Maciste in the Lion's Cage (Maciste nella gabbia dei leoni), also known as The Hero of the Circus, is a 1926 Italian silent adventure film directed by Guido Brignone and starring Bartolomeo Pagano, Elena Sangro, and Luigi Serventi. It was part of the popular Maciste series of films. It was the penultimate film of the silent series, followed by The Giant of the Dolomites (1927).

==Plot==
As described in a film magazine, the big Pommer Circus is enjoying a successful run in a special theatre in Rome. Karl Pommer, the owner, has a breakdown and goes on a vacation. His son, George, a weakling in love with Sarah, the equestrienne star of the show, allows himself to be hoodwinked by the woman, so that William Strasser, her secret lover, is installed as manager. Under the new regime the circus rapidly deteriorates. Maciste, strong man and lion-tamer extraordinary, returns from a successful lion hunting expedition in Africa, with many fine specimens, and with Eda, a beautiful orphan of a famous explorer, who has been raised in savagery. Maciste quickly re-establishes the morale of the circus, is instrumental in Pommer’s return, and tries to break up George’s affair with Sarah. He makes a mortal enemy of the equestrienne and her accomplice, and has to beat up, in a spectacular physical combat, Sullivan, a towering bully and henchman of Strasser, who persists in bothering Eda. George has a definite break with his father on the eve of a changing program. It is to be the debut of Eda in her lion act. The opening night arrives, with society filling the gilded stalls and opera chairs. In the midst of Eda’s act, Sullivan, out of revenge, opens the cage of an untamable lion, the infuriated animal escapes into the audience, causing the greatest panic and catastrophe ever witnessed. Hundreds are trampled upon. Eda’s superb courage enables her to keep the other lions in check, while Maciste grapples with the devastating beast in the auditorium. The lion finally is captured. As the wreckage is being cleared up and the wounded taken away, George finally learns of his sweetheart’s perfidity and battles to victory with Strasser.

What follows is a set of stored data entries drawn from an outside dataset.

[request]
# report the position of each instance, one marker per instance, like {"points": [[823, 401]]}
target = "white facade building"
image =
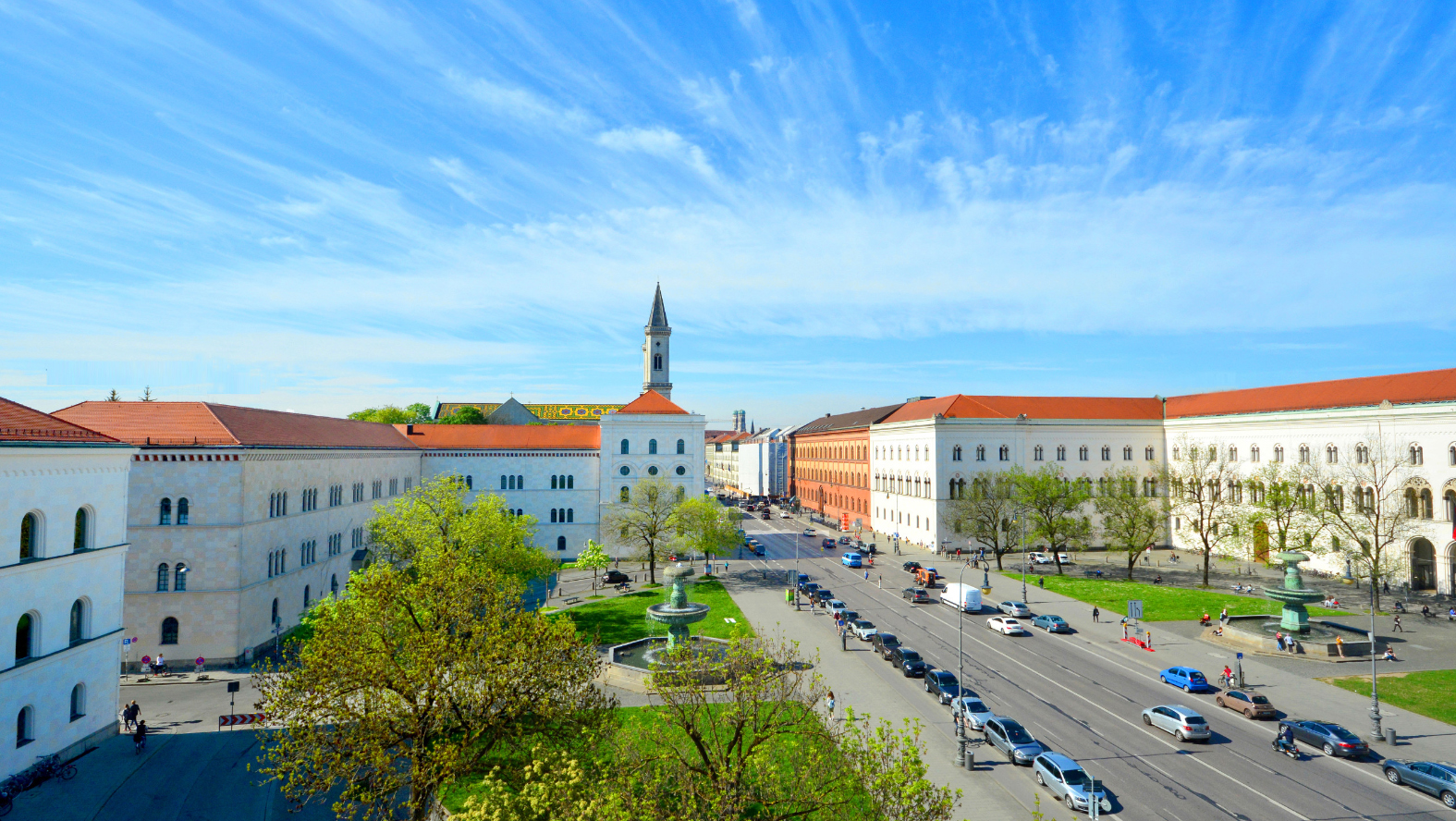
{"points": [[63, 496]]}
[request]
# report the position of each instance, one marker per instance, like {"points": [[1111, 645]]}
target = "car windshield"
{"points": [[1015, 734]]}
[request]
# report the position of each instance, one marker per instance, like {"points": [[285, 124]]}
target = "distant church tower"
{"points": [[654, 349]]}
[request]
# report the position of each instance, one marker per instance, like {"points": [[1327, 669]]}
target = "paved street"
{"points": [[1083, 694]]}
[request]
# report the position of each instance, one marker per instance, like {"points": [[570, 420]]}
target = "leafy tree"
{"points": [[425, 670], [704, 526], [1132, 520], [434, 516], [1202, 485], [985, 513], [593, 557], [645, 523], [1380, 516], [1053, 509]]}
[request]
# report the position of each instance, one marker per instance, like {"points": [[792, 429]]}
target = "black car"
{"points": [[914, 595], [884, 643], [909, 661], [942, 684], [1328, 737]]}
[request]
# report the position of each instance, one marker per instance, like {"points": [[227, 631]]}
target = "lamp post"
{"points": [[960, 668]]}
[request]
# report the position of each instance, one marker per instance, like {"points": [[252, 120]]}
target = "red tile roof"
{"points": [[20, 423], [651, 402], [1398, 389], [504, 437], [212, 423], [961, 407]]}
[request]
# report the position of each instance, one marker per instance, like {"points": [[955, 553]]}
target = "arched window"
{"points": [[30, 536], [25, 727], [78, 702], [23, 636], [78, 622], [80, 534]]}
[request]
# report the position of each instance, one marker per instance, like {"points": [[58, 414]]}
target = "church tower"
{"points": [[654, 349]]}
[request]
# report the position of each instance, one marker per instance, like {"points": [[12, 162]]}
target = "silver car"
{"points": [[973, 711], [1010, 739], [1184, 722], [1069, 782], [1015, 608]]}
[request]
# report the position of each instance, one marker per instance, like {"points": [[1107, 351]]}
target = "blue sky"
{"points": [[328, 205]]}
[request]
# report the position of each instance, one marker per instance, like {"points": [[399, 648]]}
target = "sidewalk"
{"points": [[1294, 692], [856, 681]]}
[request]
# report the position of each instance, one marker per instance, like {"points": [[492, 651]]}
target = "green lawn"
{"points": [[1425, 692], [623, 619], [1161, 603]]}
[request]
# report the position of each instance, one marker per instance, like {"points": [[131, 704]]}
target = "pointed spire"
{"points": [[658, 318]]}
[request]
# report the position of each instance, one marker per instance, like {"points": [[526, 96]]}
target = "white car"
{"points": [[1007, 626], [1017, 608], [1184, 722]]}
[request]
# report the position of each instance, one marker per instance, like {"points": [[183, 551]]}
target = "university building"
{"points": [[63, 496]]}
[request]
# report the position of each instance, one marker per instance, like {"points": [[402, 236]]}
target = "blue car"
{"points": [[1185, 677]]}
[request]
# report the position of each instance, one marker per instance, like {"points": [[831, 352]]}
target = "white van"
{"points": [[964, 595]]}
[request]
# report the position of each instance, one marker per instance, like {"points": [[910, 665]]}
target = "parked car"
{"points": [[1185, 677], [972, 711], [909, 661], [884, 643], [1010, 739], [1435, 778], [1329, 737], [1184, 722], [1251, 705], [1017, 608], [942, 684], [1069, 783], [1005, 626], [1051, 623]]}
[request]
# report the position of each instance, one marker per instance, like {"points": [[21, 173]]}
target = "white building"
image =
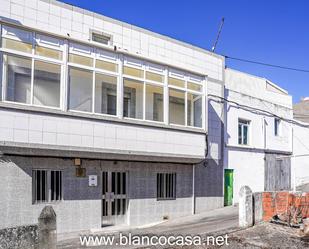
{"points": [[103, 120], [258, 138], [113, 124]]}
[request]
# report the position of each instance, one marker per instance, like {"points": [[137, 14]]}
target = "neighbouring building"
{"points": [[105, 121], [112, 124], [301, 110]]}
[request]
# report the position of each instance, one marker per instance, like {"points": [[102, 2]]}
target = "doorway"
{"points": [[228, 187], [114, 198]]}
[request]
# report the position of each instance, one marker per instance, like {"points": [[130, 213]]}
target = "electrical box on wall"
{"points": [[93, 180]]}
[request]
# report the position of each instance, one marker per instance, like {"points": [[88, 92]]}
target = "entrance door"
{"points": [[114, 198], [228, 187]]}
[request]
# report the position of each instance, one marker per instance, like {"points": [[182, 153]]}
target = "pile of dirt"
{"points": [[266, 236]]}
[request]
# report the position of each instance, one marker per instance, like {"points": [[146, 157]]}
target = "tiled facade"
{"points": [[33, 137]]}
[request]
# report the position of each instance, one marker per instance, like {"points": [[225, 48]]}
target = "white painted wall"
{"points": [[258, 93], [62, 19], [300, 161], [25, 127]]}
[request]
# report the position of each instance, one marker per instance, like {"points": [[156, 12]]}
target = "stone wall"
{"points": [[269, 204]]}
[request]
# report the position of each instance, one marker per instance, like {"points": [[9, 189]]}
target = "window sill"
{"points": [[48, 203], [166, 199]]}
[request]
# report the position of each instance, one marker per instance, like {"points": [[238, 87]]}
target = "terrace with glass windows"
{"points": [[55, 73]]}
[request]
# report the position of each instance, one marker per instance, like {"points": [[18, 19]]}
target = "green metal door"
{"points": [[228, 187]]}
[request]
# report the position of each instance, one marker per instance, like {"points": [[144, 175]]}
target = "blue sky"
{"points": [[272, 31]]}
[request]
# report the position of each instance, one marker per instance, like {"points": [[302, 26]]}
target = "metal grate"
{"points": [[166, 186]]}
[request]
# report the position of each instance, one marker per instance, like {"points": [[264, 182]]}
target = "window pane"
{"points": [[194, 110], [133, 72], [176, 82], [39, 178], [154, 77], [133, 99], [194, 87], [239, 134], [154, 103], [80, 87], [46, 88], [105, 94], [82, 60], [18, 77], [245, 130], [48, 52], [104, 65], [177, 107], [16, 45]]}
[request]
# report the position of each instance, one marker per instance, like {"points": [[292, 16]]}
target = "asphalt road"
{"points": [[217, 221]]}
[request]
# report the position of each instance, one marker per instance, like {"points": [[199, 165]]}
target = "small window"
{"points": [[243, 132], [166, 186], [101, 38], [277, 126], [47, 186]]}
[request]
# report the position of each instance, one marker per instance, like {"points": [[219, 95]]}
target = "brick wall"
{"points": [[281, 202]]}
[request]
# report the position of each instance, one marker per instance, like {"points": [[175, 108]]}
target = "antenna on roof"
{"points": [[218, 35]]}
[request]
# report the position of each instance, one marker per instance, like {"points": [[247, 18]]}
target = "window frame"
{"points": [[33, 57], [244, 123], [47, 186], [173, 188]]}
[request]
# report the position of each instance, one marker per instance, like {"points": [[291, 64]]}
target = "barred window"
{"points": [[166, 186], [47, 185]]}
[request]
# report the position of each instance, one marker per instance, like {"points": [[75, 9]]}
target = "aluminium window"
{"points": [[166, 186], [47, 186], [93, 77], [80, 89], [41, 64], [186, 99], [243, 132]]}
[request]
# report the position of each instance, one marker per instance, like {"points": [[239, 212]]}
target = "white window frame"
{"points": [[33, 57], [172, 188], [67, 46], [277, 127], [94, 54]]}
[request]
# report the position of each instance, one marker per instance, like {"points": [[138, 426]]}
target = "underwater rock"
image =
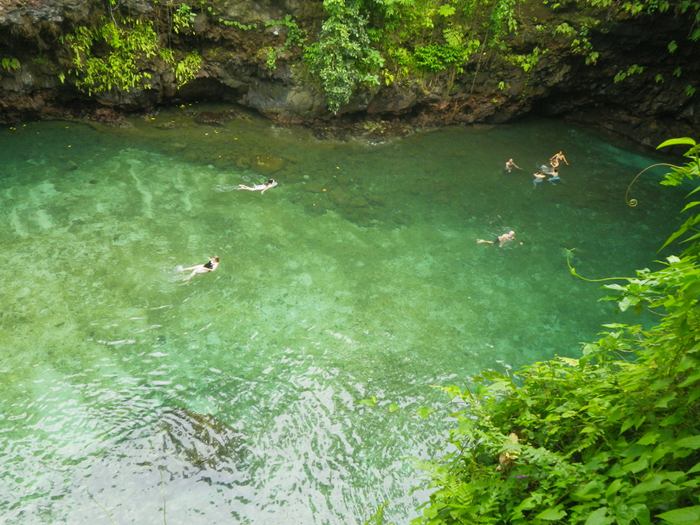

Eda finds calm and solace at last in Maciste’s arms.

==Cast==
- Bartolomeo Pagano as Maciste
- Elena Sangro as Sarah, la cavallerizza
- Luigi Serventi as Strasser
- Mimi Dovia as Seida / Eda
- Umberto Guarracino as Sullivan
- Oreste Grandi as Karl Pommer
- Alberto Collo as Giorgio Pommer / George
- Giuseppe Brignone as Bob, il vecchio clown
- Andrea Habay
- Vittorio Bianchi
- Augusto Bandini
- Franz Sala

== Bibliography ==
- Brunetta, Gian Piero. The History of Italian Cinema: A Guide to Italian Film from Its Origins to the Twenty-first Century. Princeton University Press, 2009.
- Moliterno, Gino. Historical Dictionary of Italian Cinema. Scarecrow Press, 2008.
- Ricci, Steven. Cinema and Fascism: Italian Film and Society, 1922–1943. University of California Press, 2008.